China's first recorded census (2 CE) gives a figure of 58 million; Rome's population was about the same.
Rome's heartland was confined to Italy, with a population of some 3 million. Ethnically speaking, the rest of the empire was largely non-Roman.
▪ During Han, most of the population lived on the North China Plain. The census figure given above, derived from counting peasant households, is restricted to Chinese.

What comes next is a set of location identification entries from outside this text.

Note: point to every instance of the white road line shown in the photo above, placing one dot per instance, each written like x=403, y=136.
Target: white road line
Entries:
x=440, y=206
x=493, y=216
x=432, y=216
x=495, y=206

Differences between Rome and Han ▪ Rome background is republican city-state. Will place limits on power of emperor who must pay homage to traditions (Consuls, Senate, Constitution), which limit his power. Han from highly standardized Qin Empire with Confucian system in place giving heavenly mandate. ▪ Rome provincial administration tolerates local autonomy more like a federation of semi autonomous cities. Han imperial system of provincial administration does no tolerate local exceptions or diversity. Empire is more unified and highly centralized. ▪ Slavery far more important in Rome treated worse. Slavery in China more domestic. ▪ Once it falls, Roman Empire never reconstituted. Chinese imperial model revived in Sui & Tang lasts until 1911 if not today. ▪ Confucianism with its deference to authority and ancestor much stronger than Roman cult of ancestors. No Roman equivalent to Confucianism. Emperor limited by Republican tradition. No dynastic tradition in Rome – refer to Consul as period of rule. ▪ Confucianism disparages merchant class Rome does not. Rome more property and individual rights and less government interference or centralization. ▪ Christianity w one doctrine of truth negates Emperor causes irreversible break with the past. China w idea of emperor as divine son of heaven w access to royal ancestors. Religion in China tends to offer ideological aid to state not to challenge it.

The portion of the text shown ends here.